Cevahir Çarşı’ya Araplar talip

Türkiye’nin en büyük kongre oteli namlı Şişli’deki ‘Grand Cevahir’den içeri girer girmez büyük bir kalabalığın içine daldım.

Lobiler, koridorlar, asansörler, tuvaletler, her köşe yabancılarla doluydu. Bir değil, birkaç kongre olmalı diye düşünürken, arkamdan bir el koluma girdi. Birlikte seri adamlarla yürüyoruz ama, yüzünü göremiyorum. ‘Yener Bey burası 22 salonlu, 73 bin metrekare. Sadece balo salonu 5 bin kişilik, sahnelere TIR bile giriyor’ dedi. Dönüp baktım, Cevahir Holding Yönetim Kurulu Başkanı İbrahim Cevahir’in ta kendisi. Hiç yaşlanmamış, sanki 70 yaşında, 7 çocuklu, 18 torunu olan biri değil. Koluma girdi, birlikte Deliz Restoran’a girdik, sabah kahvaltısında başlayacağız sohbetimize.
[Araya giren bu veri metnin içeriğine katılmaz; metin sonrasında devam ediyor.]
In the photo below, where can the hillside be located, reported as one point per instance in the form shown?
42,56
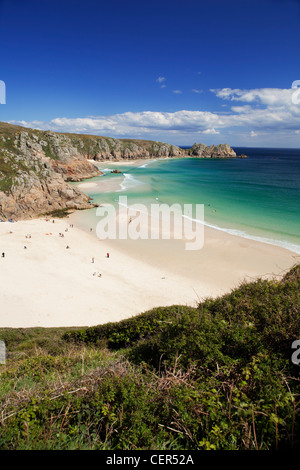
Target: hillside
36,166
218,376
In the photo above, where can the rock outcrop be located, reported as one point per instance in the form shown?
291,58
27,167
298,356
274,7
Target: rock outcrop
219,151
37,166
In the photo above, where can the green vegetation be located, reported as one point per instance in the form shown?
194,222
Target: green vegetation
218,376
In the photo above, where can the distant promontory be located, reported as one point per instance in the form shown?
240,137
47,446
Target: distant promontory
36,166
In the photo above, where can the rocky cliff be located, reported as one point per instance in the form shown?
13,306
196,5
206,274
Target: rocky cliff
36,166
219,151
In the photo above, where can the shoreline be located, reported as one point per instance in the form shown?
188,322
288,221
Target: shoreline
48,285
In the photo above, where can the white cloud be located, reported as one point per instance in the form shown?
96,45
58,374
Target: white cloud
265,96
276,116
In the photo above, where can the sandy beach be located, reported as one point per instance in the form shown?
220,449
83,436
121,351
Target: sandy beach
46,284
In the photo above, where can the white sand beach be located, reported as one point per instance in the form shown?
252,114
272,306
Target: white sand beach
47,284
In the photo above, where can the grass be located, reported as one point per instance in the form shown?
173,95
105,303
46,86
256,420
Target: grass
215,377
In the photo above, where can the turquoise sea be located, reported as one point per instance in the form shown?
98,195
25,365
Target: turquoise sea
257,197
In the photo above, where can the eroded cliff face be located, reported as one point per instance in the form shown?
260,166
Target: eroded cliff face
37,166
219,151
33,180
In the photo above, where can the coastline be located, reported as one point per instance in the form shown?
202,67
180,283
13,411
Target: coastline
48,285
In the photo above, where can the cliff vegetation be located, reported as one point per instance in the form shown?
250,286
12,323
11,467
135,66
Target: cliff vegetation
215,377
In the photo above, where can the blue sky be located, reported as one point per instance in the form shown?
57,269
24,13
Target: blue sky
177,71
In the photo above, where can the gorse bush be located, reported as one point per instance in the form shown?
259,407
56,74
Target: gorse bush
218,376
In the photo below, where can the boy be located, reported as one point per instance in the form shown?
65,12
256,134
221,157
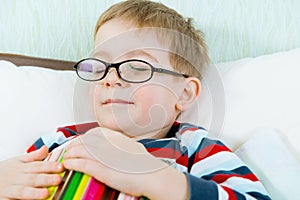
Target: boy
146,68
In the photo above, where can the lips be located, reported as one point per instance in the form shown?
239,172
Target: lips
116,101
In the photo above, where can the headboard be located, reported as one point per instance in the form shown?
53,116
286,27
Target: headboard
21,60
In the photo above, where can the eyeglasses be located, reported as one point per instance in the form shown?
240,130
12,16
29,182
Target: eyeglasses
132,71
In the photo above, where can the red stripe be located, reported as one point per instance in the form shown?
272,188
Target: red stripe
31,148
164,152
183,160
209,151
189,129
220,178
230,192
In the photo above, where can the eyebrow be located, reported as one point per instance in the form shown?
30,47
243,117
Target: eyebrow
101,54
142,53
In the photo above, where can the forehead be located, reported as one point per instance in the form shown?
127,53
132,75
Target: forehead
117,38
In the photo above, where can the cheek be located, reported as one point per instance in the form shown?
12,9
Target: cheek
156,99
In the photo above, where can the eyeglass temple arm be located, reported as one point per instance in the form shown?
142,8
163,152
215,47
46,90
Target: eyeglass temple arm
165,71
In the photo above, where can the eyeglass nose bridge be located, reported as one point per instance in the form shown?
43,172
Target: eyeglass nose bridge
110,66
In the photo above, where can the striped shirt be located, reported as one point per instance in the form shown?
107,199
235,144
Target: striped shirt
212,169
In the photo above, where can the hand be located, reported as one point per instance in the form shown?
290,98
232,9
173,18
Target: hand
27,176
124,164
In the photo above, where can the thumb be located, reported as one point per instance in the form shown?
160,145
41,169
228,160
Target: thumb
37,155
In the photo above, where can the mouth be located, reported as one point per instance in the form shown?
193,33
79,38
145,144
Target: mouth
116,101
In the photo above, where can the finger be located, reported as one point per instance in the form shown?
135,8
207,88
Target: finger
73,143
22,192
84,165
43,167
37,155
78,151
39,180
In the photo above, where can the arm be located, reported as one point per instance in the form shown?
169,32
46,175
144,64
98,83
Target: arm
125,165
27,176
217,173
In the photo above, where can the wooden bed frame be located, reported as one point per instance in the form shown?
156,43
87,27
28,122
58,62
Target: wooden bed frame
21,60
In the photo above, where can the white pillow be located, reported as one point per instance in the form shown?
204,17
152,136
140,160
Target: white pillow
259,92
34,101
271,159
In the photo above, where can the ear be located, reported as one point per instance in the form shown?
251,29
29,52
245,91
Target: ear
190,94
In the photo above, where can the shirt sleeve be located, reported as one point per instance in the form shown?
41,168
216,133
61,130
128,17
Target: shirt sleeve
215,172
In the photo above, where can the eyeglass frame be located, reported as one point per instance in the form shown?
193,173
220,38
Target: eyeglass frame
117,66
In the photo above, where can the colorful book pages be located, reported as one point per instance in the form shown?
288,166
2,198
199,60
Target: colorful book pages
78,186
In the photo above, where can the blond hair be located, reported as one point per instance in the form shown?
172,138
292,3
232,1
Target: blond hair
188,50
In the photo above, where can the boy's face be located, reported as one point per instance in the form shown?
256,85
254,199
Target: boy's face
135,109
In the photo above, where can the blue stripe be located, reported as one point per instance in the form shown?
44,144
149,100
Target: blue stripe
39,143
240,171
259,195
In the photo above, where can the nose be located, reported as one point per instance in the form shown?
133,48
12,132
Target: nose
112,79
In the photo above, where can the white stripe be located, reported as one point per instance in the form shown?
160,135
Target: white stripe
220,161
222,194
244,185
192,139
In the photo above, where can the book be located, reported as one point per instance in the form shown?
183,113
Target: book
79,186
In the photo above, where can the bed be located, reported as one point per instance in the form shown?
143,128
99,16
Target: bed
254,107
258,121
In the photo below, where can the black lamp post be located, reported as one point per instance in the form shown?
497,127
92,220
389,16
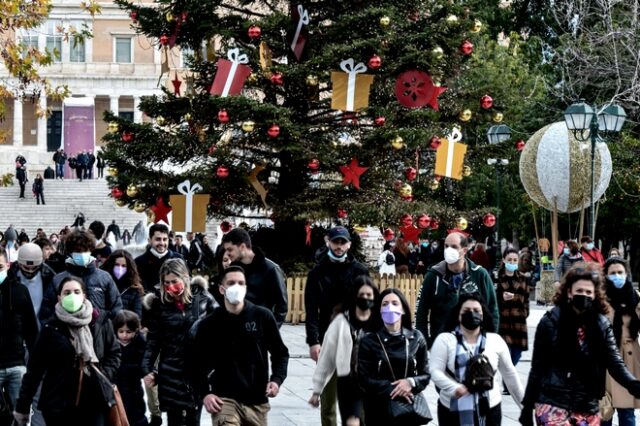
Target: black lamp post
587,125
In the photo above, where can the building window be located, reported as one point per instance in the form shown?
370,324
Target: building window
123,50
54,40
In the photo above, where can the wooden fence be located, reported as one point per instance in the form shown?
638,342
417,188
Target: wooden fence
408,284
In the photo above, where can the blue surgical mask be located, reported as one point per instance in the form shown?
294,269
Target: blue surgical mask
618,280
81,259
511,267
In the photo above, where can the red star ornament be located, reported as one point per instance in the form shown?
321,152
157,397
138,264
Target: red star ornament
352,173
176,85
415,89
160,210
410,233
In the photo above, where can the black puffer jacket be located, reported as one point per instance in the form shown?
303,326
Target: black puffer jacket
374,374
167,338
328,284
54,361
552,379
265,285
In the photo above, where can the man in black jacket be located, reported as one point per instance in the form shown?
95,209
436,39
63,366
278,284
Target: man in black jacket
18,327
231,370
328,285
157,253
265,279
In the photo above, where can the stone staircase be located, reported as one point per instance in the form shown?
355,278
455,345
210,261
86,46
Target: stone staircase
65,199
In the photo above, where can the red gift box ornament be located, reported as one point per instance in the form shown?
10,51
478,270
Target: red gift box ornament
299,39
231,74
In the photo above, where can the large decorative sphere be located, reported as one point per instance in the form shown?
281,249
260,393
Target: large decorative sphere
555,169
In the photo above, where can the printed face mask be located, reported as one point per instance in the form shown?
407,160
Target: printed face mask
235,293
72,302
391,314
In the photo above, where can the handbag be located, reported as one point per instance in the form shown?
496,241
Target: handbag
400,410
116,415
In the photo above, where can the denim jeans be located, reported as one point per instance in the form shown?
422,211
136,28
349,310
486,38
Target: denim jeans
11,379
626,417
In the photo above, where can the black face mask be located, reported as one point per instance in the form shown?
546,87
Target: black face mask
581,302
471,320
364,304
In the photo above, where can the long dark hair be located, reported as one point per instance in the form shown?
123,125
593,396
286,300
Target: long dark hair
406,317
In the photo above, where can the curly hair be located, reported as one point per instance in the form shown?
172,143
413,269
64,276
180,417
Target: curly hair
583,271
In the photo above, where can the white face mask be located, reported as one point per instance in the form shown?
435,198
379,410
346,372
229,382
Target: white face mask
235,294
451,255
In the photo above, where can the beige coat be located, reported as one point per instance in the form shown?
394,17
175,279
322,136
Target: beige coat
630,351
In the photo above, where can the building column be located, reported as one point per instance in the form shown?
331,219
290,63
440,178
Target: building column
114,104
42,123
137,114
17,123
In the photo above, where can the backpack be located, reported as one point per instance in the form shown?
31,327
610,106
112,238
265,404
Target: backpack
390,259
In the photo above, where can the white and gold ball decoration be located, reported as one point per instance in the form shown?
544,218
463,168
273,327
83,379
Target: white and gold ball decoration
555,169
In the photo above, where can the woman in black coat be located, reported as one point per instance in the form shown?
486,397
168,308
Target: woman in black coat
122,268
181,302
72,344
573,349
392,362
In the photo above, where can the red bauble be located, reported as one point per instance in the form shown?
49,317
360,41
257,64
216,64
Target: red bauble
117,193
276,78
388,234
222,172
274,131
424,220
466,47
435,142
486,102
489,220
223,116
375,62
254,32
411,173
314,164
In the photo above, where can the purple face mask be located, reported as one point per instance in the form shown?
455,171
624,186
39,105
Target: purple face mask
391,314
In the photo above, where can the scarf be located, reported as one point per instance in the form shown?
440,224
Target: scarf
467,407
78,324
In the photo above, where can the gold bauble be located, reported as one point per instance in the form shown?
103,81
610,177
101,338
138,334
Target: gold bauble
139,206
465,115
132,191
437,52
397,142
248,126
312,80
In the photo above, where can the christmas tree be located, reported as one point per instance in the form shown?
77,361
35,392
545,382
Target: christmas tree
307,111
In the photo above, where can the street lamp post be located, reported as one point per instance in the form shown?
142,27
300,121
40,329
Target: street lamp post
500,164
587,125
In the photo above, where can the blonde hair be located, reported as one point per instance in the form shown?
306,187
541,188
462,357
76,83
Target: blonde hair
178,268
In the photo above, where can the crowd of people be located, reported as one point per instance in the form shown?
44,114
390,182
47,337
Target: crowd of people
79,315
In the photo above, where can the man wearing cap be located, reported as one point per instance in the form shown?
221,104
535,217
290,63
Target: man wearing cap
265,279
229,357
328,285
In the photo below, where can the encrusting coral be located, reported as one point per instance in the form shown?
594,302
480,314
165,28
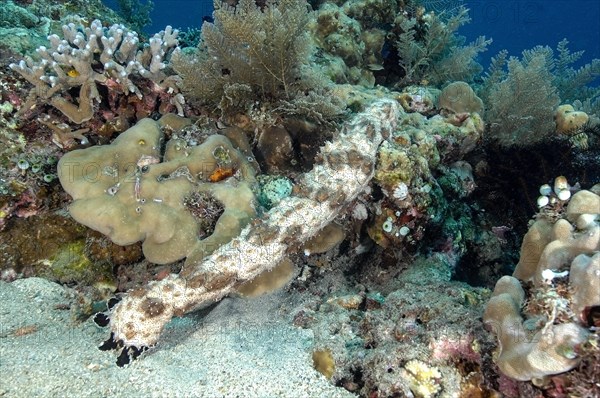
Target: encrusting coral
347,167
564,240
132,192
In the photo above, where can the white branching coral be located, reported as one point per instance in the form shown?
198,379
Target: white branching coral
87,55
346,167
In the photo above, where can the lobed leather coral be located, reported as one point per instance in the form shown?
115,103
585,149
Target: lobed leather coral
131,191
346,169
559,256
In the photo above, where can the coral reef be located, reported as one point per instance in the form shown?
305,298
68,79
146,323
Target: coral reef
559,256
368,41
348,165
68,74
131,191
254,58
522,100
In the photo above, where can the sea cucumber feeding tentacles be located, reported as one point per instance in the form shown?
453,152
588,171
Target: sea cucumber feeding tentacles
346,167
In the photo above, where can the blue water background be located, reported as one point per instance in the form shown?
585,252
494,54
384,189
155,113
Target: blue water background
513,25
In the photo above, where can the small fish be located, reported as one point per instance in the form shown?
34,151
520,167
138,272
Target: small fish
220,174
146,160
72,72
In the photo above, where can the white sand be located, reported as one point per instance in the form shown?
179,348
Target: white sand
242,348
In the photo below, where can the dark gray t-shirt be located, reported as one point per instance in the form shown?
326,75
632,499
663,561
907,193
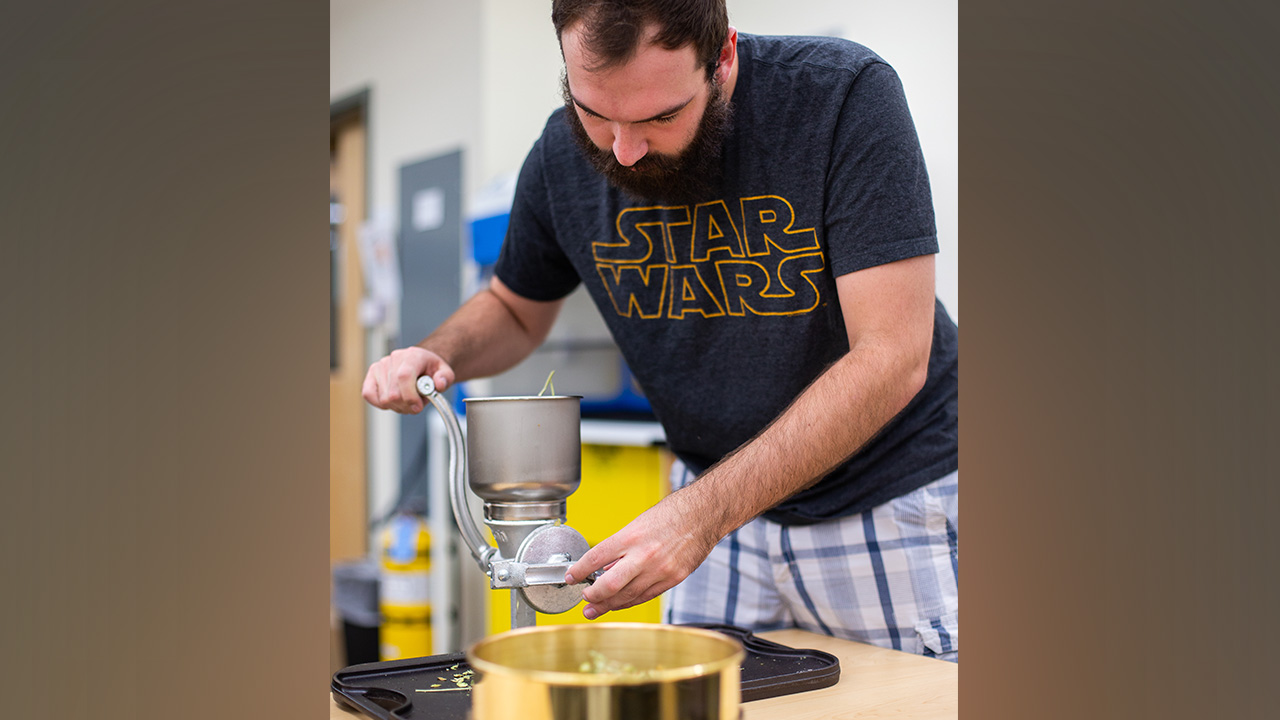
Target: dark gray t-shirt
726,310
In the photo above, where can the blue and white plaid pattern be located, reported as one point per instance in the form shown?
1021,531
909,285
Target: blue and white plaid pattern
887,577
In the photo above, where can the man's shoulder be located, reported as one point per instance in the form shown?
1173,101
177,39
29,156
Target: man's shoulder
809,51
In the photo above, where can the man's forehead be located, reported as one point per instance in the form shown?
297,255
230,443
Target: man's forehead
648,57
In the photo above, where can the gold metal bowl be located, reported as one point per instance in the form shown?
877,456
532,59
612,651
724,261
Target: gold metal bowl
671,673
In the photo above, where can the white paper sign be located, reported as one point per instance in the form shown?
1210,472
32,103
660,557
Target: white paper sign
428,209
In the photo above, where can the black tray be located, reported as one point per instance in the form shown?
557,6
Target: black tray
391,689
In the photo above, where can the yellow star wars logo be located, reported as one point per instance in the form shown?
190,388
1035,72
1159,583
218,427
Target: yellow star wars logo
668,261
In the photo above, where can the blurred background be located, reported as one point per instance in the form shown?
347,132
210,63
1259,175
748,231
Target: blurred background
433,106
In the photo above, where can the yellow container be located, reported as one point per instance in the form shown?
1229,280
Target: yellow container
405,588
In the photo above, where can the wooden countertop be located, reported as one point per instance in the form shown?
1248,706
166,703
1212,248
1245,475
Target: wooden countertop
873,683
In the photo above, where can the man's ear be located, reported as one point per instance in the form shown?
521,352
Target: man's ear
725,63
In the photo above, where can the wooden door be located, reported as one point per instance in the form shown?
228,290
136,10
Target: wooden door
348,511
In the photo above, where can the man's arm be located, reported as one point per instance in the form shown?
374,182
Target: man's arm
888,315
492,332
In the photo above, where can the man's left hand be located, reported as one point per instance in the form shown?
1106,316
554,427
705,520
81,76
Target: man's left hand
648,556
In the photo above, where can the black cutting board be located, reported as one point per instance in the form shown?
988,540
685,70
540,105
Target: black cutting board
391,691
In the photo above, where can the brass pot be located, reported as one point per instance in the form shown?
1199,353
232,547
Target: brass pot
650,671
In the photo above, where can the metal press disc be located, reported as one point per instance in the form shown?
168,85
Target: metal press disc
551,545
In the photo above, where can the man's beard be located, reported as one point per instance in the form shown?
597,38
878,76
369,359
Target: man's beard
686,178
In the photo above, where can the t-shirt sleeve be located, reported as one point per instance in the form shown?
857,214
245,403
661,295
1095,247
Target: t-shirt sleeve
531,261
878,203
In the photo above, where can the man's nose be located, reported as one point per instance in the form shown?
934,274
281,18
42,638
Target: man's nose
627,145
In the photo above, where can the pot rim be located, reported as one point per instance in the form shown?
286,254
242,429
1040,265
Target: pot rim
734,659
524,397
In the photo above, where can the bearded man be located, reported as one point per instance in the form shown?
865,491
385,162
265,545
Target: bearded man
752,215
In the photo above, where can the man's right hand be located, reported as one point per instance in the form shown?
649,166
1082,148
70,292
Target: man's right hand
392,382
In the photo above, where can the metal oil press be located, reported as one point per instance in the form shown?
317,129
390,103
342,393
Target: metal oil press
524,460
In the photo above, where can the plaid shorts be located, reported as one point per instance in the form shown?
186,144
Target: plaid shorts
887,577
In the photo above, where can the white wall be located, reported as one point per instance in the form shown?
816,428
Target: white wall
521,65
420,62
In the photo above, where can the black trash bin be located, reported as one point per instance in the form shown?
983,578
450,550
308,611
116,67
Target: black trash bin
355,596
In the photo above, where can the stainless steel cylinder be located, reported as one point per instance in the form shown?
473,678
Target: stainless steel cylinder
524,449
607,671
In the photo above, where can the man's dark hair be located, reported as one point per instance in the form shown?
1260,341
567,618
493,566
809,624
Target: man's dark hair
612,30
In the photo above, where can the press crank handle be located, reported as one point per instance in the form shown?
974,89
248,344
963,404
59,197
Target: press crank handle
425,386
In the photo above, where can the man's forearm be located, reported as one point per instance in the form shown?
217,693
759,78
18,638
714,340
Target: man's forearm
837,414
481,338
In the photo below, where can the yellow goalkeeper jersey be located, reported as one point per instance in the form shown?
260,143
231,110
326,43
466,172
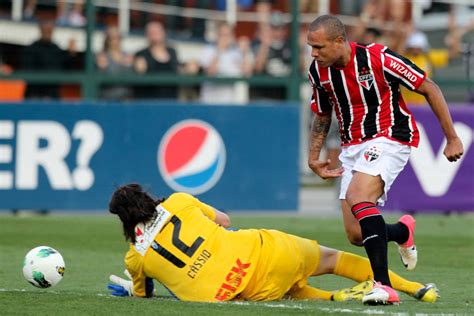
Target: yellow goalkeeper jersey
192,256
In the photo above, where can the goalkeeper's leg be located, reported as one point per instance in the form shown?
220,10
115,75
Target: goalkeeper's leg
358,269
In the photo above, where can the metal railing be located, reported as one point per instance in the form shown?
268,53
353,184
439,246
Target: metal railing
90,79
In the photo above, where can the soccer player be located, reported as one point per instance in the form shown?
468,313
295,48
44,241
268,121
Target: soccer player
183,243
362,85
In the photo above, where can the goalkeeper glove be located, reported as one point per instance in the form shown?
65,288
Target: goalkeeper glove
120,286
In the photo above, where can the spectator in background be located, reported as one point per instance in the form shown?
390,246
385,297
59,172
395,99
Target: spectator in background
5,69
417,47
43,55
68,14
225,59
113,61
392,18
272,55
158,57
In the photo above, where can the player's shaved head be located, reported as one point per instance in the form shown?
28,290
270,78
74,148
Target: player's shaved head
331,25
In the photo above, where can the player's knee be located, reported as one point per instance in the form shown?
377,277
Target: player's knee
354,236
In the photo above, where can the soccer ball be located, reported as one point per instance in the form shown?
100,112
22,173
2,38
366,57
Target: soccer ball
43,267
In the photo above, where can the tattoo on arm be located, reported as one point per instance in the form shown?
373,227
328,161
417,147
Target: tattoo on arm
319,131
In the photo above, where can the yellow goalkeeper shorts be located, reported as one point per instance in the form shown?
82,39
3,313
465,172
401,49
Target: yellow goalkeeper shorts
286,261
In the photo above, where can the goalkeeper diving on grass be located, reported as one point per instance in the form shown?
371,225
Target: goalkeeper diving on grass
189,248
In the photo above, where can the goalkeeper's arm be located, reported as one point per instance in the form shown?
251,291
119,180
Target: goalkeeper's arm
123,287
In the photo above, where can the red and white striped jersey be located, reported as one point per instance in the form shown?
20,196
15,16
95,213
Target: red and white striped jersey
365,95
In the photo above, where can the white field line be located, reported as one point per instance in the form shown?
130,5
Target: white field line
368,311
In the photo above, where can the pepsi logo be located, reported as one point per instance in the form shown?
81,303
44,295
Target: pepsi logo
191,157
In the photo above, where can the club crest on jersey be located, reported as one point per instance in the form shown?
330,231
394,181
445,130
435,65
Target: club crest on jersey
366,79
371,154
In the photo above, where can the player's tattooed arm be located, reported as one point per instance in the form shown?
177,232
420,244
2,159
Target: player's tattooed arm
319,131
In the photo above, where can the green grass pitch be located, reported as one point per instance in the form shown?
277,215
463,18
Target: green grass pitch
93,247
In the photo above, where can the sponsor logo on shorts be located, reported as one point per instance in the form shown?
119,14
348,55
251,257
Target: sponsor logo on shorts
371,154
233,280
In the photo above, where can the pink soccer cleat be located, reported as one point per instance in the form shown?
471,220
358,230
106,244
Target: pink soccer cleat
381,295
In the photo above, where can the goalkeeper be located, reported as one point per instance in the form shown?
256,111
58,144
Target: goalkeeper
183,243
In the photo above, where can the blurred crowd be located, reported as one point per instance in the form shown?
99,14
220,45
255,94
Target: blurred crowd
241,50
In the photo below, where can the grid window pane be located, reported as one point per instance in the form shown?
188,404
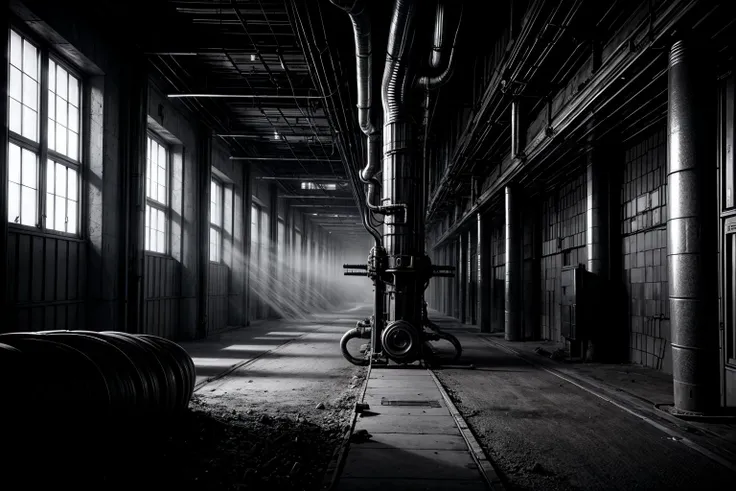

Bir parça beyaz peynir, bir dilim karpuz, 2 dilim kızarmış ekmek, bir bardak limonlu çay yeter, gerisi sizin olsun. Ben soruyorum, Cevahir kendine özgü Karadeniz şivesiyle anlatıyor. Zaman zaman sesini yükseltiyor, masaya vuruyor, gözlerini açıyor, sonra gülüyor derin bir sessizlikle. Sordum anlattı, sormadım yine anlattı, bir de baktık gün bitti. İbrahim Cevahir’in anlattıkları Çaykaralı atalarının sözlerini kanıtlıyor; ‘Aklın olacak ki anlayacaksın ne kadar deli olduğunu.’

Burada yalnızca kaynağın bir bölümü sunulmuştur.